2

I'm pretty new to regular expressions but decided to use them to unserialize PHP arrays. Here's some background info:

I rewrote a database-based website for companies in django which was written in PHP. There is an M2M relation with companies and industries. In the previous model it was solved by using serialized PHP arrays so I now have to sync everything correctly. My first attempt was some splitting and cutting and it was really ugly so I decided to dive into regular expressions. Here is what I got (it's working perfectly fine) now:

def unserialize_array(serialized_array):
    import re
    matched_sub = re.search('^a:\d+:\{i:\d+;s:\d+:"(.*?)";\}$', serialized_array).group(1)
    industry_list = re.sub('";i:\d+;s:\d+:"', "? ", matched_sub).split("? ")
    new_dict = dict(enumerate(industry_list))
    return new_dict

I was wondering however if I couldn't do all this with a single regular expression instead of two.

Fynn Becker
  • 1,278
  • 2
  • 18
  • 21
  • Possible duplicate of [Unserialize PHP data in python](http://stackoverflow.com/questions/5935501/unserialize-php-data-in-python) – Henrique Barcelos Jan 04 '16 at 13:14
  • No, decided against the use of packages like phpserialize because it does more than I need and would just cause unnecessary errors for example with the length of my array data as it contains German umlauts. – Fynn Becker Jan 04 '16 at 13:34
  • @FynnBecker: can you provide some feedback about the solution i proposed? My assumption is correct or may you provide some example input? – Giuseppe Ricupero Jan 05 '16 at 21:20

2 Answers2

0

Suggesting to use re.sub with callback, which will just call unserialize_array in recursion.

ankhzet
  • 2,517
  • 1
  • 24
  • 31
  • Didn't know about that and just looked up how it works (python beginner as well), prettier for sure so thanks for that. However my question remains, is it somehow doable in one expression? – Fynn Becker Jan 04 '16 at 13:28
0

Update: updated to handle correctly also escaped quotes \" (actually written \\") and any escaped sequence (as an escaped quotes after an escaped escape\\\" that is \\\\\\").

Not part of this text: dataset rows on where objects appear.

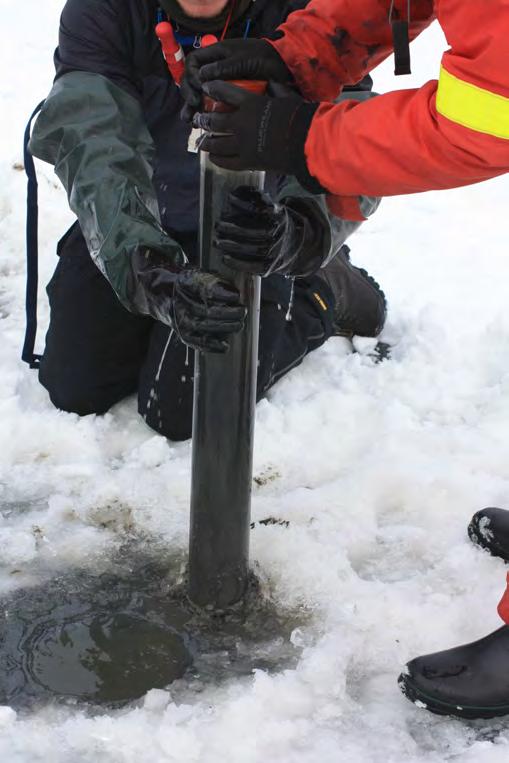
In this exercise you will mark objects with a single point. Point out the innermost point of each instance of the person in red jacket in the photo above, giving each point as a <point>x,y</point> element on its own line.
<point>450,132</point>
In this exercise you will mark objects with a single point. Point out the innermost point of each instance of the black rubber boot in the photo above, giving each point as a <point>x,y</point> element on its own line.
<point>470,681</point>
<point>489,528</point>
<point>359,303</point>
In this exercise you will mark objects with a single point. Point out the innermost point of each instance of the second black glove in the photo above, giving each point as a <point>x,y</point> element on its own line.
<point>203,309</point>
<point>259,237</point>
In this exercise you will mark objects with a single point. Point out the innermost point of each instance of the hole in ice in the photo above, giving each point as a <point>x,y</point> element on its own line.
<point>107,638</point>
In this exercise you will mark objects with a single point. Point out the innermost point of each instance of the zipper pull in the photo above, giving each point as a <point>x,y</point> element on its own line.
<point>401,42</point>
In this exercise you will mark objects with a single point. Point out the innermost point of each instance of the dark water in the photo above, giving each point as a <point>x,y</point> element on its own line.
<point>108,638</point>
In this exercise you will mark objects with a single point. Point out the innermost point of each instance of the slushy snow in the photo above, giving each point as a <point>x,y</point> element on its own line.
<point>377,468</point>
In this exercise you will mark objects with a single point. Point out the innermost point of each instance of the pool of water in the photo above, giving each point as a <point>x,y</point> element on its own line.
<point>107,638</point>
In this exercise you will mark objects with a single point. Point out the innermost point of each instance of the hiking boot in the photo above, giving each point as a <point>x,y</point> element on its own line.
<point>489,529</point>
<point>470,681</point>
<point>359,303</point>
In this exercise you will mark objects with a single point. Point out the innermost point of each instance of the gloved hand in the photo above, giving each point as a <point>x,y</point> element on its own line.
<point>203,309</point>
<point>259,237</point>
<point>227,60</point>
<point>261,133</point>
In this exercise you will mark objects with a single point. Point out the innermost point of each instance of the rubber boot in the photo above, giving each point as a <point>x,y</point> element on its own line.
<point>489,528</point>
<point>470,681</point>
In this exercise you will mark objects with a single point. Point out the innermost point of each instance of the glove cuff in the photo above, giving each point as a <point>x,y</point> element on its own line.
<point>301,123</point>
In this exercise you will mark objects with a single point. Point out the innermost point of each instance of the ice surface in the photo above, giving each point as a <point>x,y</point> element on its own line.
<point>378,470</point>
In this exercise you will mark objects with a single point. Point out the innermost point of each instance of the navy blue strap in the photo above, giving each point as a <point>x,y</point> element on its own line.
<point>32,253</point>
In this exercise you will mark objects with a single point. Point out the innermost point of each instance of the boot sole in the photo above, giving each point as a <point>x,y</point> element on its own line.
<point>439,707</point>
<point>478,539</point>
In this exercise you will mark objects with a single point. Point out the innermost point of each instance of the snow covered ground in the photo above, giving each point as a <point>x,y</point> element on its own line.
<point>378,468</point>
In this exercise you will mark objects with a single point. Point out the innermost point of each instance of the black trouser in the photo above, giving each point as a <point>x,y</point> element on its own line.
<point>97,352</point>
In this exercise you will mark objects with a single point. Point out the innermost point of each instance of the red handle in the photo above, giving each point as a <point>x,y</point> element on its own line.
<point>172,50</point>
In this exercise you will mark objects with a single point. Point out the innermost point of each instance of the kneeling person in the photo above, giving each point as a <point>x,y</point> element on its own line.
<point>127,300</point>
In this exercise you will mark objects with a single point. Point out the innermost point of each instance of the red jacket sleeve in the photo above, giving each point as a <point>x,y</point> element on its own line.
<point>450,132</point>
<point>332,43</point>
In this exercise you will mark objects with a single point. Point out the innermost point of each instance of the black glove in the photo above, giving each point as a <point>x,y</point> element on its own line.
<point>261,133</point>
<point>259,237</point>
<point>200,307</point>
<point>227,60</point>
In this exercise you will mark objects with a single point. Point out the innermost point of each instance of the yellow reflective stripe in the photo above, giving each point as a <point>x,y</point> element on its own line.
<point>471,106</point>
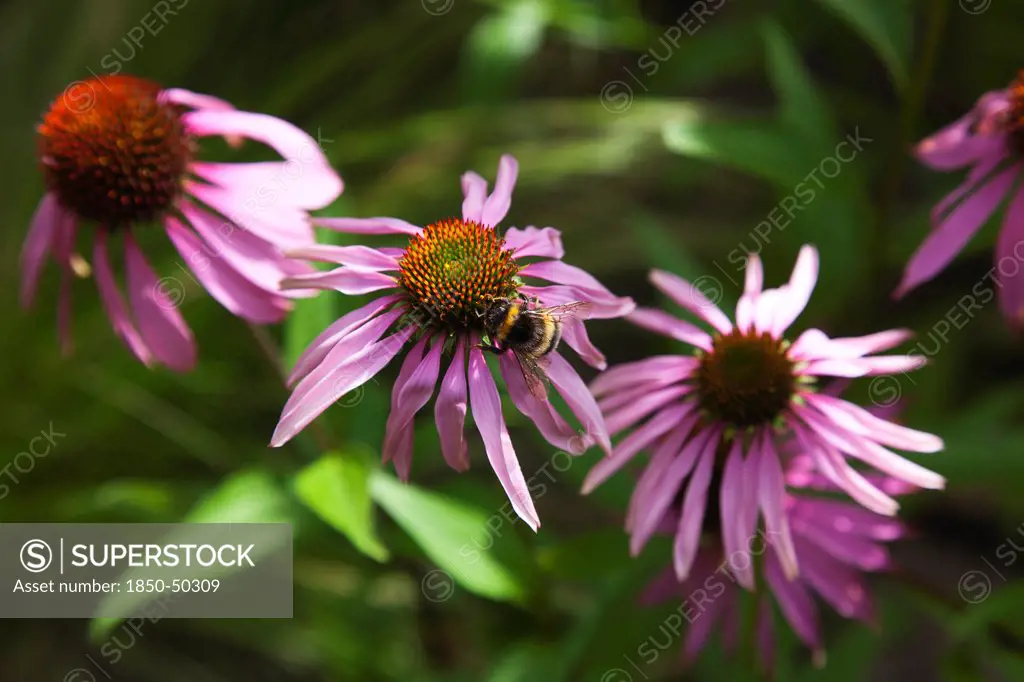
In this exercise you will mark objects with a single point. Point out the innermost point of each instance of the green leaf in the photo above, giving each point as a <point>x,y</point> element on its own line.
<point>249,497</point>
<point>500,46</point>
<point>886,25</point>
<point>755,146</point>
<point>336,487</point>
<point>801,107</point>
<point>456,537</point>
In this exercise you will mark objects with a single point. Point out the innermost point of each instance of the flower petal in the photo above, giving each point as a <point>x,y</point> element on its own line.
<point>951,235</point>
<point>474,190</point>
<point>114,303</point>
<point>532,242</point>
<point>37,246</point>
<point>240,296</point>
<point>691,298</point>
<point>487,416</point>
<point>162,327</point>
<point>412,390</point>
<point>450,411</point>
<point>336,376</point>
<point>369,225</point>
<point>337,332</point>
<point>497,205</point>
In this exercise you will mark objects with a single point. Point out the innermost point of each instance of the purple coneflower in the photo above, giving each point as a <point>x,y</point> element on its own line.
<point>837,542</point>
<point>723,412</point>
<point>990,140</point>
<point>119,152</point>
<point>437,290</point>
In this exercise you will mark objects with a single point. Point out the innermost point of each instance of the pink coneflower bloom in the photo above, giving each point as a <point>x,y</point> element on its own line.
<point>437,291</point>
<point>989,140</point>
<point>725,410</point>
<point>118,153</point>
<point>837,542</point>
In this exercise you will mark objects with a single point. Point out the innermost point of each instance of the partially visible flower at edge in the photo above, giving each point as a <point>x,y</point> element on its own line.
<point>436,292</point>
<point>725,414</point>
<point>118,153</point>
<point>989,139</point>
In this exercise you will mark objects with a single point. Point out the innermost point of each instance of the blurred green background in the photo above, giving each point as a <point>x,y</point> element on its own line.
<point>652,133</point>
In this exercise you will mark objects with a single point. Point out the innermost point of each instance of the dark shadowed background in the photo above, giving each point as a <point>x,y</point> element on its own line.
<point>670,134</point>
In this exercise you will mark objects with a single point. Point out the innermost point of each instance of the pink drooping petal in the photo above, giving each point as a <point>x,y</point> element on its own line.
<point>114,303</point>
<point>580,399</point>
<point>250,256</point>
<point>834,466</point>
<point>576,337</point>
<point>815,344</point>
<point>865,367</point>
<point>771,492</point>
<point>688,536</point>
<point>840,585</point>
<point>336,376</point>
<point>350,281</point>
<point>647,510</point>
<point>672,327</point>
<point>497,205</point>
<point>851,550</point>
<point>1010,262</point>
<point>369,225</point>
<point>957,144</point>
<point>658,370</point>
<point>948,239</point>
<point>640,408</point>
<point>288,140</point>
<point>674,461</point>
<point>282,224</point>
<point>38,244</point>
<point>335,333</point>
<point>734,536</point>
<point>705,624</point>
<point>162,327</point>
<point>450,411</point>
<point>795,602</point>
<point>534,242</point>
<point>409,398</point>
<point>366,258</point>
<point>862,422</point>
<point>486,408</point>
<point>691,298</point>
<point>840,518</point>
<point>474,192</point>
<point>551,425</point>
<point>266,183</point>
<point>232,291</point>
<point>805,275</point>
<point>634,442</point>
<point>195,99</point>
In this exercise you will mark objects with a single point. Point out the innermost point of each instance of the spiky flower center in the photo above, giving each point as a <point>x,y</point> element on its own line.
<point>745,379</point>
<point>113,152</point>
<point>1014,117</point>
<point>454,269</point>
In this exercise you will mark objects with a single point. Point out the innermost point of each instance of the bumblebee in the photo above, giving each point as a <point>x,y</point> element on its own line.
<point>528,333</point>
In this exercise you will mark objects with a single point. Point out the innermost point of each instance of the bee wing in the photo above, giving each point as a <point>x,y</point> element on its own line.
<point>579,309</point>
<point>534,375</point>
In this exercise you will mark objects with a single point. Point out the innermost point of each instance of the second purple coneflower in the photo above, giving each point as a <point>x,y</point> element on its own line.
<point>437,291</point>
<point>723,413</point>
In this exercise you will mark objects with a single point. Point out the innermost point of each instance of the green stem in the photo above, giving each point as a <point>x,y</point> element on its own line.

I think, if i understood correctly the structure of your input, that you can rewrite your method as this:

def unserialize_array(serialized_array):
    import re
    return dict(enumerate(re.findall(r'"((?:[^"\\]|\\.)*)"', serialized_array)))

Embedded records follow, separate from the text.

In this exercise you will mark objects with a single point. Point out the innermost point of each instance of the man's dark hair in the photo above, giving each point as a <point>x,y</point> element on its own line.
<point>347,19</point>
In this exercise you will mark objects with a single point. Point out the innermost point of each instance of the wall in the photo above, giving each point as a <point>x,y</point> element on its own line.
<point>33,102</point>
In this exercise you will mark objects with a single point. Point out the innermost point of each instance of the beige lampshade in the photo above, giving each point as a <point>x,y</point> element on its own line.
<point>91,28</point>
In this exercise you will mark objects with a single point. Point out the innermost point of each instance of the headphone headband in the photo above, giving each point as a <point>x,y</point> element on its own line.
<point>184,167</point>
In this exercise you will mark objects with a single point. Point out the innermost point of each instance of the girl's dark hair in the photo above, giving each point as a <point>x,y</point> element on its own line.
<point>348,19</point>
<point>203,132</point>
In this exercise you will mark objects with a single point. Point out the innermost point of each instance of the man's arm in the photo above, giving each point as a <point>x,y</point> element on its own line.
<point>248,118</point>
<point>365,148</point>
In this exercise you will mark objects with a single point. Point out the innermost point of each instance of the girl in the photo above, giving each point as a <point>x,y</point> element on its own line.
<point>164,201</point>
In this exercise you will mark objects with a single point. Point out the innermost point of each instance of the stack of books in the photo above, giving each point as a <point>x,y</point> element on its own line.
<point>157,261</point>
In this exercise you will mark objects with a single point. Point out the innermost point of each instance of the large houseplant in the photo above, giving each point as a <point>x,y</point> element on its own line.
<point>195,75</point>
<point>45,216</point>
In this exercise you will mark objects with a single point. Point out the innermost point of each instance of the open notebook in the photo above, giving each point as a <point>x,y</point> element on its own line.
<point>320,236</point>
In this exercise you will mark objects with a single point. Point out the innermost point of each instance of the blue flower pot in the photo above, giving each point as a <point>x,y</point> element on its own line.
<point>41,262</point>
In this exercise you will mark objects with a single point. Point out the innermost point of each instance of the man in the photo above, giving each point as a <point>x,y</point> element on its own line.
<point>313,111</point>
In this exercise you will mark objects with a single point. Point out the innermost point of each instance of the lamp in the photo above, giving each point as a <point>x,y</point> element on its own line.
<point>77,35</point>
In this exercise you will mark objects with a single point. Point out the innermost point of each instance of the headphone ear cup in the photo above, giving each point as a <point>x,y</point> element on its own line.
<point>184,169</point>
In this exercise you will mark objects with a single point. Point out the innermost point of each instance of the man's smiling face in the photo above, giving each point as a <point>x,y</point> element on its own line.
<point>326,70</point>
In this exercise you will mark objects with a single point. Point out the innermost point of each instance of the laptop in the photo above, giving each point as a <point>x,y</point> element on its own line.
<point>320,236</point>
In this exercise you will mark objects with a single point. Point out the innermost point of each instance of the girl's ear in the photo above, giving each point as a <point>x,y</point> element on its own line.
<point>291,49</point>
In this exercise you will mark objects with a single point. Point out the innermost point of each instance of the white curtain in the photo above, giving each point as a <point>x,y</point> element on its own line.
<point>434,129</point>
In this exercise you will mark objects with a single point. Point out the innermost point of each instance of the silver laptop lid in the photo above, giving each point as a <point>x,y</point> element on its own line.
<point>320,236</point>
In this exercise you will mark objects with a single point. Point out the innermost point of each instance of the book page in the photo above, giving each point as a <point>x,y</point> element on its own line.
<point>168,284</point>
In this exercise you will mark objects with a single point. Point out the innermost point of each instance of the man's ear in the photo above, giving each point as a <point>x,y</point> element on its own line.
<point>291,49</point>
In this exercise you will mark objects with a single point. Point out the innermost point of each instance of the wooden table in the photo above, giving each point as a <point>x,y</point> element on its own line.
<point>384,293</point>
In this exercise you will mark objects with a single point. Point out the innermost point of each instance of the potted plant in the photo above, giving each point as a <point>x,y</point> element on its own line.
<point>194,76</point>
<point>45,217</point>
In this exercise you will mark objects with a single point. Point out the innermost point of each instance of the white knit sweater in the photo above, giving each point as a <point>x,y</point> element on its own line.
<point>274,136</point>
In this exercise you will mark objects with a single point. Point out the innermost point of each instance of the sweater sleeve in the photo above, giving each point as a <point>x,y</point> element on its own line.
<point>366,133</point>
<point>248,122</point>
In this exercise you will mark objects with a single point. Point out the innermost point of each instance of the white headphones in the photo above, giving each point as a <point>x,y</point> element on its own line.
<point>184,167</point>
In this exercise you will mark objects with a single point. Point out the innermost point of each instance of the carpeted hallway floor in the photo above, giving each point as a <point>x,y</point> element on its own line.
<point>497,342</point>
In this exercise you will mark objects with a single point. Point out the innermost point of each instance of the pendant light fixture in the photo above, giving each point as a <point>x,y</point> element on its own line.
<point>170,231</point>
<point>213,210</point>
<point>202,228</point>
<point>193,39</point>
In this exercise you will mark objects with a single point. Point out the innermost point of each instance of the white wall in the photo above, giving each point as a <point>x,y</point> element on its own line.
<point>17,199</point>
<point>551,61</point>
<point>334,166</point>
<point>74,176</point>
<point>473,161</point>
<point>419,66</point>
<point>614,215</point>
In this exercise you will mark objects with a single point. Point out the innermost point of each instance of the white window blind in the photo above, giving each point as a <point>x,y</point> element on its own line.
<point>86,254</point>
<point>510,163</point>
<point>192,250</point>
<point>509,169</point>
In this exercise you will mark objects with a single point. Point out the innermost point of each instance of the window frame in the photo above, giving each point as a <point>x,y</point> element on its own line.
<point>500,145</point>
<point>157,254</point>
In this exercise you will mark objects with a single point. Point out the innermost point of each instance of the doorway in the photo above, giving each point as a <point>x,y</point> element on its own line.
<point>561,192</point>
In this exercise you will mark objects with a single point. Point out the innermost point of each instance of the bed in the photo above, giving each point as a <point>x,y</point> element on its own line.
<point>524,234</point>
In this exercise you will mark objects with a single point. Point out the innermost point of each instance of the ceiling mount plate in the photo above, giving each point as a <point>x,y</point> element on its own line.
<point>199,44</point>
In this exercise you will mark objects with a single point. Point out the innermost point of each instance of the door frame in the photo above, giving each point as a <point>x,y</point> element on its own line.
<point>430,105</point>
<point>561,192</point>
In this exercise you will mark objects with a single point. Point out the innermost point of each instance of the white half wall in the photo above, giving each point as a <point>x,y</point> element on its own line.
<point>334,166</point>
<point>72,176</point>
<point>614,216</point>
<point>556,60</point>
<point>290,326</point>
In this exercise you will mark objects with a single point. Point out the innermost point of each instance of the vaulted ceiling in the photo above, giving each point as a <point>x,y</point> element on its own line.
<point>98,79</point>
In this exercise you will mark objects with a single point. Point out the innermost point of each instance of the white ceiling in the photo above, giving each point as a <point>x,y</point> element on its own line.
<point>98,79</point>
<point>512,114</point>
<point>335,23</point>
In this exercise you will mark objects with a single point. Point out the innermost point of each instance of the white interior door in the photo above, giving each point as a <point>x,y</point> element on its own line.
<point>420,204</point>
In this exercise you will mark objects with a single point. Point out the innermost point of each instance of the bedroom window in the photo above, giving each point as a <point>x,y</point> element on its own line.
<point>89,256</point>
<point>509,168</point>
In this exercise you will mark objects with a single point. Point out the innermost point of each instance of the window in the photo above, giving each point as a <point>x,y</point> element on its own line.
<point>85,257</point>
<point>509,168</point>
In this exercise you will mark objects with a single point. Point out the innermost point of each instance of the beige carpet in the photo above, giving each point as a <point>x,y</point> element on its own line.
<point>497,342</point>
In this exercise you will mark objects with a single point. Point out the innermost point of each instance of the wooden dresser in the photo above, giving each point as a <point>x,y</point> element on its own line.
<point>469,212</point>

Assumed input (as is not specified explicitly in your question):

a:3:{i:1;s:9:"industry\\\\\\"A\\"";i:2;s:9:"\\"industry2\\"";i:3;s:9:"industry3"}

Output

{0: 'industry1\\\"A\"', 1: '\"industry2\"', 2: 'industry3'}

(actually: {0: 'industry1\\\\\\"A\\"', 1: '\\"industry2\\"', 2: 'industry3'})

How it works

There is no need to match the entire structure of the serialized array, cause we are interested only for the string contents. The regex "((?:[^"\\]|\\.)*)" simply extract per char till encounter an escape '\' (in that case accept escape + another char) or the closing double quotes ".

The capturing group assure that the double quotes are removed in the final result.

Finally the re.findall method returns in one single call a list of strings composed by our desired results.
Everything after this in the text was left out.